And, of course, Oscar Wilde knows, with exact certainty, that the death of pain is the death of art?
What about if they tested it on a group of people and it was found that Art was enhanced, or if there was no change at all, would it still be wrong then?
Edit: Also, as a last question, have you ever suffered to such a brutal degree that it was intolerable? I personally never have, but I can imagine that un-imaginable torment would be something that would have had an effect on my decision in this matter, and until I suffer indescribable torment, I don't believe myself to be able to make a fully informed decision.
it's not wrong to choose not to, it's wrong to choose never to. and i trust oscar wilde. i don't believe any tests can be done either way. and the worst pain i've personally felt is horrendous, repetitive ear infections, which are supposed to be a 6-7 out of 10 on the pain scale. i might have jumped at the chance to eliminate suffering then. but i don't believe that judgment marred by the impulses your brain send out to override your will into protecting your physical embodiment is sound.
on a purely practical level, Leprosy is the death of pain. leprosy is not a skin disease, it is a nerve disease; it destroys pain receptors, and people damage themselves without knowing it, and are not alerted to problems with their body, and it's a short period of time before they begin to fall apart.
Art can certainly be used to express suffering. But to say that suffering is the sole cause of art?
I mean, I can remember back in kindergarten, painting or making stuff with clay or whatever, and I was having fun and enjoying it.
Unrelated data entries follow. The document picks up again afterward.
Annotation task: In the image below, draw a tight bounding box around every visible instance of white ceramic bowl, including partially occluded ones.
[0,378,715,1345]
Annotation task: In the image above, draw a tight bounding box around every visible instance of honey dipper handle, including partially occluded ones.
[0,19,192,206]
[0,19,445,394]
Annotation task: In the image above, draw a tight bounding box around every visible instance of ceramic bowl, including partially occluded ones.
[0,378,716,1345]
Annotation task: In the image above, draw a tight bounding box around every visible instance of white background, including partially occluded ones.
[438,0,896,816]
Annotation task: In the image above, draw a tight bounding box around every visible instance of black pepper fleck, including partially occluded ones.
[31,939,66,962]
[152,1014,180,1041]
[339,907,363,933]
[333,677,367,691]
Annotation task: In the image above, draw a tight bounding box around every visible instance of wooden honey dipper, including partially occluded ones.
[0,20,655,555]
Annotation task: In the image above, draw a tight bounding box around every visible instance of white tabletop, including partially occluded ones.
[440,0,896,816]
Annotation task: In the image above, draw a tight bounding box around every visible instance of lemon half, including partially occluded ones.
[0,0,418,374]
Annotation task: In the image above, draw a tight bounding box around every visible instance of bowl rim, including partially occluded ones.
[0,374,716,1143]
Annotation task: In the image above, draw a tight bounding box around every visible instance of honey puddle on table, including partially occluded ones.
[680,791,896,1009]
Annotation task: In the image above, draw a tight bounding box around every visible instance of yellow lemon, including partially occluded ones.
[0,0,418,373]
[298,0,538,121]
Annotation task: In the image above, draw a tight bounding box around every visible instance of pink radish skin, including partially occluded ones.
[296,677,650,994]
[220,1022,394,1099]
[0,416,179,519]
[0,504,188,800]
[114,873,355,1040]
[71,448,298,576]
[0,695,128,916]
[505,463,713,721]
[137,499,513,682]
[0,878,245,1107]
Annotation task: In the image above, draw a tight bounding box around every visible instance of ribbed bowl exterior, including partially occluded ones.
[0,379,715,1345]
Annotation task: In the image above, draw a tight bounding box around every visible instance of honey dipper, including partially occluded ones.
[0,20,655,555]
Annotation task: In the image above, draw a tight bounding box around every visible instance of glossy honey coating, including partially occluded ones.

Whatever I made were expressions of those emotions.
Art can certainly be used to express suffering. But to say that suffering is the sole cause of art?
I mean, I can remember back in kindergarten, painting or making stuff with clay or whatever, and I was having fun and enjoying it. Whatever I made were expressions of those emotions.
i didn't say it was the sole cause, but it's a big enough part to kill it.
How much of art do you think is caused by pain, danzig?
i don't know.
Then you can't say that the loss of pain could kill all of art.
Then you can't say that the loss of pain could kill all of art.
yes, i can. statistics are the lie, not intuition.
yes, i can. statistics are the lie, not intuition.
Prove it.
Prove it.
with what, statistics? it's a circular system...
with what, statistics? it's a circular system...
With your method of choice. Personally I prefer deduction, but if you can make me intuit this truth I'd accept that as well.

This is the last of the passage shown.